In those patients in whom there is a
vigorous granulomatous reaction, few if any bacilli are found and
microbiological confirmation of the disease depends on culture or
molecular identification of mycobacterial genomic material. Both
Mycobacterium
T. hominis and
Mycobacterium T. bovis can be cultured from
sputum or tissue specimens.
M. tuberculosis
bacilli are best identified in tissue sections using the Ziehl-Neelsen
or Triff stains.
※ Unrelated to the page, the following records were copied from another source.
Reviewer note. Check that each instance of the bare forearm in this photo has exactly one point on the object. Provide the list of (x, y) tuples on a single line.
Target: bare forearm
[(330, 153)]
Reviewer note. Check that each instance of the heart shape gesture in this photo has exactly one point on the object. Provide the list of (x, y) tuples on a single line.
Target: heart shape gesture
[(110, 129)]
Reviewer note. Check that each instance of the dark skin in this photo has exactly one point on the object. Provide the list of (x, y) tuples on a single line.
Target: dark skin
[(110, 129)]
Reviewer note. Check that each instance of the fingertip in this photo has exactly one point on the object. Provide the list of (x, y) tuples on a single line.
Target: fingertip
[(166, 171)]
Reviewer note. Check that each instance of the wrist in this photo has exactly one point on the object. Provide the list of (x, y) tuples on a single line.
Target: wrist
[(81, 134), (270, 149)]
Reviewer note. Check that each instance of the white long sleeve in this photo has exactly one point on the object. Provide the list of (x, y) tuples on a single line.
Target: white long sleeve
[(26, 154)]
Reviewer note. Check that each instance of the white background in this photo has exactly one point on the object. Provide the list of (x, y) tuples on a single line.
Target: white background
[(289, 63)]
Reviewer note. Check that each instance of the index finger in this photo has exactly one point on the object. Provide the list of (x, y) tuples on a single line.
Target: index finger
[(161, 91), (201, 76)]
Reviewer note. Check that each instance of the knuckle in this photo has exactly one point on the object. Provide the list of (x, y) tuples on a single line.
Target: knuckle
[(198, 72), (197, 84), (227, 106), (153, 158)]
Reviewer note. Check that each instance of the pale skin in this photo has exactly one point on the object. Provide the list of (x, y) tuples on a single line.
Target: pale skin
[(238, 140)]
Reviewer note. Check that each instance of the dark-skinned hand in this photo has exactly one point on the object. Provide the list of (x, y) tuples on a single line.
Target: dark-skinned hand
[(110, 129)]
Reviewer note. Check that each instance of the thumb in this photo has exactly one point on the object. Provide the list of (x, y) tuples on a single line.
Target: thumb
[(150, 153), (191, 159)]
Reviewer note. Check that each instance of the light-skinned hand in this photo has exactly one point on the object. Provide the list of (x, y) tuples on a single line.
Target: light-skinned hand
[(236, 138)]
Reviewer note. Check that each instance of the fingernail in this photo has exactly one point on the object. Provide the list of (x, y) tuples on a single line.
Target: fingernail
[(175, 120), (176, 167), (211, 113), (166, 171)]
The latter stain is particularly good at
demonstrating the organisms and the backround tissue allowing the
histopathologist to better visualise and correlate the pathological
process, specially important if scanty bacilli are present.
Silver impregnation
methods such as the Dieterle or Warthin Starry are more sensitive and
may be used to assist with the identification of mycobacteria in those
cases where carbol-fuchsin methods have failed ; they show beaded
bacilli, nocardia-like filamentous organisms and granular debris
probably representing degenerate mycobacteria. Their specificity is
limited as morphological similarities are shared with
cat scratch disease
and
nocardiosis.
Fluorescence
microscopy using the Auramine-Rhodamine and Papanicolaou stains may
also be used to identify bacilli in cytological specimens. An
immunohistochemical method has also been developed.